Мне нравилось, что меня видят с юношами, – некоторые мои приятели считали это неприличным, но, по-моему, самое большое неприличие – стыдиться своих друзей. Я никогда до этого не опускался и охотно гулял в их компании по многолюдным улицам Лондона, посещал с ними места общественных увеселений. Помню, как мы с Чарли Ллойдом ходили в Хрустальный дворец. До этого я приезжал туда, чтобы выступить с публичной лекцией, так что место навевало на меня довольно мрачные воспоминания.
Там пахло свежими булочками и свежей краской, и вопли, доносившиеся из обезьянника, удачно смешивались с криками детей, которые в восхищении смотрели на клоуна с приделанной головой футов в двенадцать шириной – глаза и рот на ней открывались и закрывались посредством особого механизма. Родители тоже не остались равнодушны; мне тогда показалось забавным, что техника таит в себе столько очарования, но, без сомнения, она займет достойное место в музеях и цирках, когда будет изгнана из промышленности. Наш визит пришелся как раз на дни генделевского фестиваля, от посещения которого Чарли вполне резонно уклонился, и мы вместо этого обратились к игрушкам – к сверкающим стеклянным водопадам, ландшафтам из папье-маше и вальсирующим швейцарским крестьянам, все за пенни. Что ни говорите, девятнадцатый век – век необычайный, хотя только в самых тривиальных отношениях.

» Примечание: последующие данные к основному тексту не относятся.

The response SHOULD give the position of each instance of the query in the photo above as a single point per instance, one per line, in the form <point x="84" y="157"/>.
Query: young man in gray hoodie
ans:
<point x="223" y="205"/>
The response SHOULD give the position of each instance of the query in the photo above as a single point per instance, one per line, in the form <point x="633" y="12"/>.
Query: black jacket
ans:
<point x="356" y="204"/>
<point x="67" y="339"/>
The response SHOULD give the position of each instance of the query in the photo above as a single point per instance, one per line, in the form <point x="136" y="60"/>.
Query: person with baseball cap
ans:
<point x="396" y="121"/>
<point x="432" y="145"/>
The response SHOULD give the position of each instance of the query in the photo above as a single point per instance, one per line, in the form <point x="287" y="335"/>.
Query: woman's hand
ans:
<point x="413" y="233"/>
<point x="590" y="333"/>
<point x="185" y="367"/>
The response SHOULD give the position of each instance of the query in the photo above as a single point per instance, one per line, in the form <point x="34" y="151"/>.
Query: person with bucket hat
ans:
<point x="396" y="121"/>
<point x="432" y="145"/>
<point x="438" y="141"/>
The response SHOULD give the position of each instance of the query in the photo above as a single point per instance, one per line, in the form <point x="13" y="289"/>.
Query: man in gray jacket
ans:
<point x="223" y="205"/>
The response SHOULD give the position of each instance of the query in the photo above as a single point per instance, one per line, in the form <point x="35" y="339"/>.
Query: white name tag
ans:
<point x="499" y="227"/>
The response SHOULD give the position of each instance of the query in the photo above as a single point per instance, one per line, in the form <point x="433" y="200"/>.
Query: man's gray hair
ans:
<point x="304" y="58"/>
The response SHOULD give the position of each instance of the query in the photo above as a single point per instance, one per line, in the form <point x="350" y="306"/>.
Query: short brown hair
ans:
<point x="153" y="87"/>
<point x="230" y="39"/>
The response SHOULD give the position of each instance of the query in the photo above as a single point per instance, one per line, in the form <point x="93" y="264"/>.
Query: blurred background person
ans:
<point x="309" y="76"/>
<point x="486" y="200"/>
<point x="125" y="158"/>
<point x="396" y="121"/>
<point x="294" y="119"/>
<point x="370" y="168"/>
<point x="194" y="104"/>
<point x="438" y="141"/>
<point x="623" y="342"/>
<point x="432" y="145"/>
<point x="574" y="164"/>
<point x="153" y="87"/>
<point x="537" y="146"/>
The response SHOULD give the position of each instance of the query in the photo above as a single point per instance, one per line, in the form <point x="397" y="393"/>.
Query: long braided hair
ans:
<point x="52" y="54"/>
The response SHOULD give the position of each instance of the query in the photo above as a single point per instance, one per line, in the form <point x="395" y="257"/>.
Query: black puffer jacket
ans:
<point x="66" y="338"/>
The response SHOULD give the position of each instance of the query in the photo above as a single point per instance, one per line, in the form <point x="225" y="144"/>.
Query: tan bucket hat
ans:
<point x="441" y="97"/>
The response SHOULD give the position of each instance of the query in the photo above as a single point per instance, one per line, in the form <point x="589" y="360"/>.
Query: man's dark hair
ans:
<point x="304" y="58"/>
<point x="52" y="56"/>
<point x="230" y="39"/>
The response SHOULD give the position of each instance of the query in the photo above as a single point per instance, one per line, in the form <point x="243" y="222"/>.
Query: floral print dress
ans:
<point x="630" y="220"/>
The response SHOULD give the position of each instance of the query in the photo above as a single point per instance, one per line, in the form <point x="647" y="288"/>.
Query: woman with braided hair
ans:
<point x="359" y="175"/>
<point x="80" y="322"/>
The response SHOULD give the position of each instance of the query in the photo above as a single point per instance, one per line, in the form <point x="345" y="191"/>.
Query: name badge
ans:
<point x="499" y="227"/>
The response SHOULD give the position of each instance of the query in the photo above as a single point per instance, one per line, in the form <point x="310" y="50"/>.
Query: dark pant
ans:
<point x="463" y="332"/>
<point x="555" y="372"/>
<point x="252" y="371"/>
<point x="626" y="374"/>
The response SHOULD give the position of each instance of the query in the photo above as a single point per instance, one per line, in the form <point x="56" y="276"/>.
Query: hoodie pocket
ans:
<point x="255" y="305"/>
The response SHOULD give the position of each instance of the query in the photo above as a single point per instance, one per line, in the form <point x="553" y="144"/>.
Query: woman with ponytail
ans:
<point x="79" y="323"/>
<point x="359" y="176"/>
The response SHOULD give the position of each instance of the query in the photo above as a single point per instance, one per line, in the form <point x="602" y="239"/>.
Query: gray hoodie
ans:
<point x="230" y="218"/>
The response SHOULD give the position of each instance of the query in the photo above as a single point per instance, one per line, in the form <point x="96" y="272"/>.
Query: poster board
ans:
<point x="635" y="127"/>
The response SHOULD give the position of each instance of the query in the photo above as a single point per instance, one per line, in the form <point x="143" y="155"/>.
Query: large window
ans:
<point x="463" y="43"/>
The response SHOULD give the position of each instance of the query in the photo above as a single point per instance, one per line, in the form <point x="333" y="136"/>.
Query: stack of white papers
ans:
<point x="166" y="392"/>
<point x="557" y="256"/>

Чарли Ллойд был существом бессловесным. На все случаи жизни у него была одна фраза: «Отлично, Оскар». Я донимал его вопросами – о биметаллизме, об ирландской проблеме, – а он в ответ только улыбался. Лицо у него было белое и гладкое, чем он был обязан исключительно питанию. Казалось, он живет на одних мясных консервах, бисквитах Палмерса и питательных бульонах. Настоящая живая реклама. Я тщетно пытался затащить его в ресторан, а затаскивать его в постель мне даже и не хотелось. Но он являл собой законченный тип, чем и был мне интересен. У меня был золотой крестик, который в трогательную минуту я подарил Флоренс Болком – это моя первая большая любовь в Дублине. Когда она вышла замуж за актера, я, разумеется, забрал его обратно. Во время посещения Хрустального дворца я отдал его Чарли – меня позабавила столь многозначительная смена хозяина. Не знаю, что он с ним сделал – может быть, съел.